Figure 3. Screw design


Figure 4. Measurements of the design

Simulation of the Fire Hose Design

The fire hose design came from the idea of a fire hose and its strength within the fire hose’s mechanical design. The designs from here on out are by Edward Villanueva.

The video bellow shows the simulation of the fire hose design. The connectors come together and twist until they lock in place. They can be untwisted and unattached using the same amount of force.

3D Printed Fire Hose Connector

We assumed this design would be successful, and ultimately it was. It’s large size caused an issue and thus it had to be reduced. Also, for better accuracy the slits would need to be larger.

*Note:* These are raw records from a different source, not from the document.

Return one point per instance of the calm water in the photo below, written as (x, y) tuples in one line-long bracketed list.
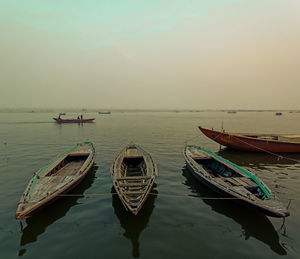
[(175, 223)]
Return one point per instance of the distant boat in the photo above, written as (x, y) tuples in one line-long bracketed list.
[(108, 112), (133, 173), (73, 120), (230, 180), (56, 178), (255, 142)]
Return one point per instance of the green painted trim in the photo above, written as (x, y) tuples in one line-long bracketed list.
[(264, 188)]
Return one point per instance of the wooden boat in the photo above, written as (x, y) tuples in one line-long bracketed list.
[(56, 178), (108, 112), (230, 180), (255, 142), (133, 173), (73, 120)]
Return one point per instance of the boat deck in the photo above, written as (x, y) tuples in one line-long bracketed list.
[(49, 184)]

The image below shows the first print we did for the connector in ABS.

Figure 5. ABS print

Second Iteration

The image below shows a SolidWorks improved design using larger slits, continuing with the fire hose design while also doing a bottle cap implementation. There are threads within the connector to help lock it in place at a precise measurement. The threads also produce a stronger seal.

Figure 6. Second iteration of the connectors

Third Iteration

The design was improved by creating a larger space in the slit, as shown in the image below. Its purpose was to create a greater accuracy for when the connectors come together and close.

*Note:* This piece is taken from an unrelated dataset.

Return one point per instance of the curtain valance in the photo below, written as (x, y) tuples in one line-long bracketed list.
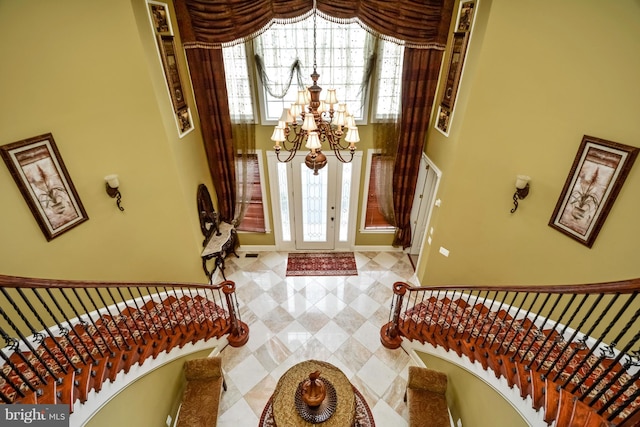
[(421, 24)]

Figure 7. Connectors’ third iteration

Fourth Iteration

This design, shown in the image below, should have a greater accuracy to combine two connectors together since  there’s a lot more smoothed surfaces and the gap between the threads that stick out are much larger than the previous gaps as the treads were reduced to two.

Figure 7. Fourth iteration of the connectors

Fifth Iteration

The image below shows the fifth and final design of the connectors. The circle in the center was added for the magnet or the steel plate, depending on if it’s the connector for the magnet or for the steel plate. If the connector is on Limbi then in the circle will be the magnet, if the connector is on the modules then the steel plate will go in the circle. The was also an outward ring added to the outside edge of the connector as well as tabs to disrupt the beam in the photo-interrupter. More information can be found in the Limbi: Cubic Modules  blog post.

Figure 8. Connectors’ fifth iteration

Flower Petal Soft Lock

Shown below is the international NASA docking standard design for a “flower pedal” soft lock. They implemented soft permanent magnets and train like hooks. The idea behind this design is that the petal helps guide the connector in place, it turns, and locks in place via hooks. The reason we could not design this connector in time was because it has many electronic components for the small cubic module we have causing a significant size constraint. The documentation for the picture can be found by clicking the following: International Docking System Standard. The video shown below can by found by clicking the following: NASA Docking Test.

Figure 9. Flower Pedal NASA design


Video showing NASA’s flower petal design

We stumbled upon implementing the flower petal design and the fire hose idea. The reason we wanted to do the connectors this way was due to the fact that combining both ideas would reduce the need for too many electrical components within the cubic modules themselves. We were restricted on its size and weight due to our requirements. Below is the flower petal design made in SolidWorks however, it is incomplete because we ran out of time to think of an implementation between this design and our fire hose design.